The Government on Tuesday setup a four member seventh central pay commission ahead of general elections that are due by May; commission will be headed by former Supreme Court judge Justice Ashok Kumar Mathur. This commission will revise the salary structure of five million central government employees, including those in defence and railways and about three million pensioners.

The Commission has been mandated to submit its report in two years' time and its recommendations would be implemented from January 1, 2016.

Seven pay commissions have been set up on a regular basis to review and make recommendations on the work and pay structure of all civil and military divisions of the Government of India. The Sixth Pay Commission, headed by Justice B.N. Srikrishna was constituted on 5 October 2006. It submitted its report on 24 March 2008, but its recommendations were implemented from 1 January 2006.

The First Pay Commission was established in 1956, and since then the Union government usually appoints a pay commission once in a decade to revise the wages of Union government employees.

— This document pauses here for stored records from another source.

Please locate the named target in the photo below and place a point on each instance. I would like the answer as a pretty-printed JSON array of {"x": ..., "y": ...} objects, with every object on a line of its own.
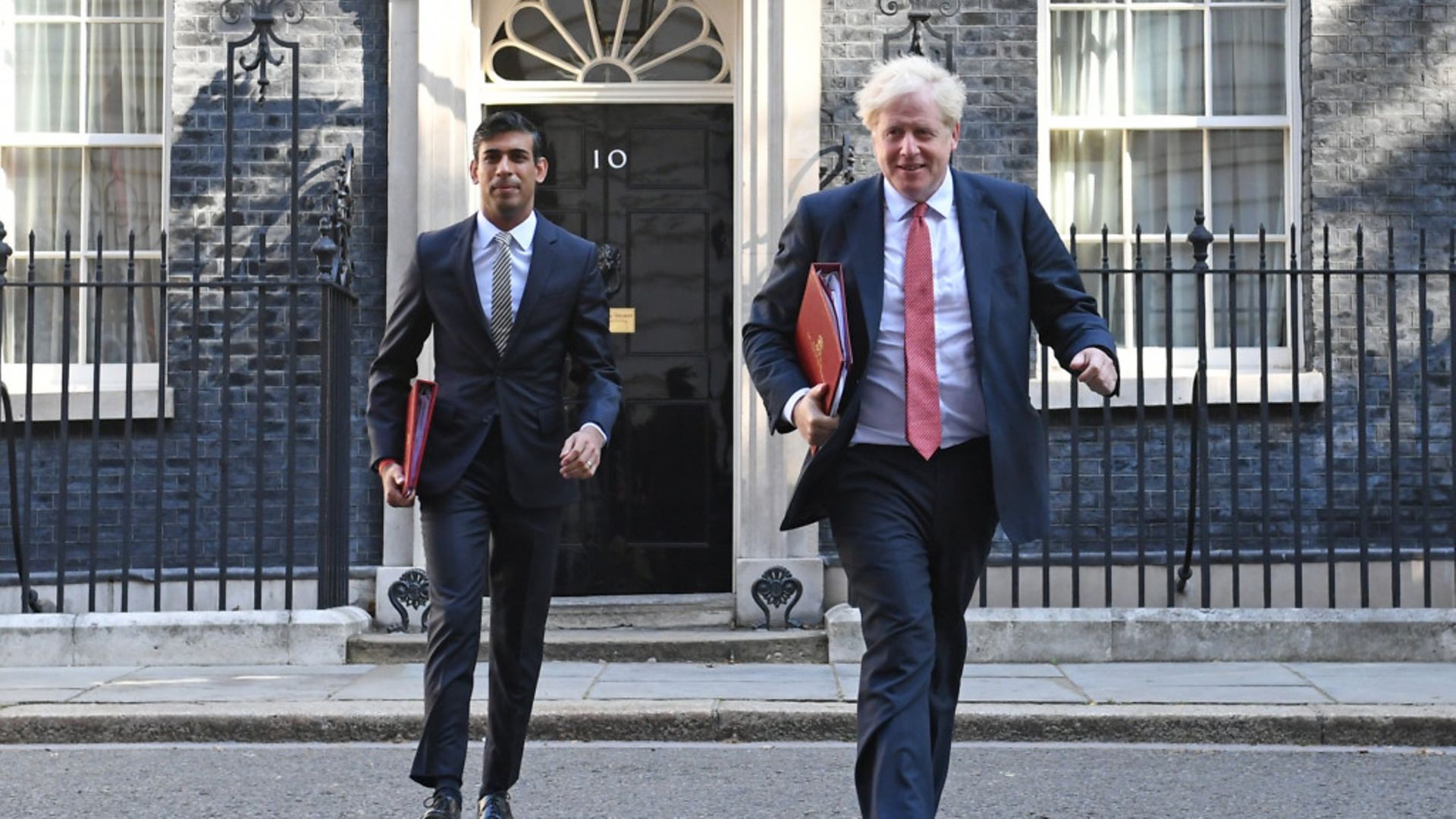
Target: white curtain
[
  {"x": 1168, "y": 63},
  {"x": 118, "y": 188},
  {"x": 1248, "y": 61},
  {"x": 1247, "y": 167},
  {"x": 1087, "y": 63}
]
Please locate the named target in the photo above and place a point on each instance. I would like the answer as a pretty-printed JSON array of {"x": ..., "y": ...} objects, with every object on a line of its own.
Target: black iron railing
[
  {"x": 1315, "y": 457},
  {"x": 235, "y": 477}
]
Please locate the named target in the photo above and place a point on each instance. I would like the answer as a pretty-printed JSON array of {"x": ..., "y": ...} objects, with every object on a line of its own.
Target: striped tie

History of Pay Commissions in India
First Pay Commission
The First Pay Commission was constituted in May 1946 under the Chairmanship of Sri Srinivasa Varadachariar. Taking inspiration from the Islington Commission Report of 1912 under the Chairmanship of Lord Islington, the concept of living wages meaning that in no case an employee’s wage be less than the living wage, was taken into consideration in formulating the recommendations of the First Pay Commission. The Commission has fixed Rs.55, of which Basic Pay was Rs.30 and DA Rs.25 as the minimum wage. The recommendations were accepted by the Government.

Second Pay Commission
The Second Pay Commission was set up in August 1957 under the Chairmanship of Justice Jagannath Das and the Commission took two years to finalize the report. One of the recommendations of the Commission was that the pay structure and working environment of the government employees should be crafted in such a way as to ensure efficient functioning of the system by recruiting persons with a minimum qualification, which was earlier not followed. The Commission recommended the minimum wage at Rs.80 (Basic Pay Rs.70 and DA Rs.10) per month and reduced the multiple numbers of pay scales.

Third Pay Commission
The Third Pay Commission was set up in April 1970 under the Chairmanship of Justice Raghuvir Dayal. It went beyond the idea of minimum subsistence and added three concepts of inclusiveness, comprehensibility and adequacy for pay structure to be sound in nature as to be attractive to the employees, which, the Commission felt that it would improve the efficiency of functioning of the Government machinery. It recommended the minimum wage at Rs.185 per month and the Government raised it to Rs.196. Pay fixation formula was made more liberal. The Commission gave its report in March 1973.

Fourth Pay Commission
The Fourth Pay Commission was constituted in March 1983 under the Chairmanship of Sri P.N.Singhal. It recommended for creating permanent machinery as part of the administration to undertake periodical review of pay and allowances of the employees. However, it was never implemented by the Government. It recommended for minimum wage of Rs.750. It took four years and submitted the report in three phases. The report was implemented with effect from 01.01.1986.

Fifth Pay Commission
The Fifth Pay Commission was set up in 1994 under the Chairmanship of Justice Ratnavel Pandian. The Commission recommended for fixing the minimum wage at Rs.2550 per month, to further reduce the number of pay scales from 51 to 34 and to slash the government workforce by about 30% with grant of salary hikes to the retained employees. It took 4 years for the Commission to submit its report. During this period, the Government of India was in take-off mode with the concept of LPG (Liberalisation, Privatisation and Globalisation) in its economic reforms, for which it has to look to the World Bank and IMF and thus the World Bank has opened its mouth with criticism on the after effects of the Pay Commission recommendations on the Indian economy.

Sixth Pay Commission
Sixth Pay Commission was set up in July 2006 under the Chairmanship of Justice B.N.Srikrishna with a time frame of 18 months. While formulating pay scales with upward revision and fixing the minimum salary at entry level at Rs.6660 (Basic Pay Rs.4860 and Grade Pay Rs.1800) and maximum at Rs.80000 at Secretary level, the Commission mainly focussed on removing ambiguity in respect of the existing pay scales and, introducing the idea of ‘Pay Bands’, while reducing the number of pay scales. It recommended for removal of Group – D cadre.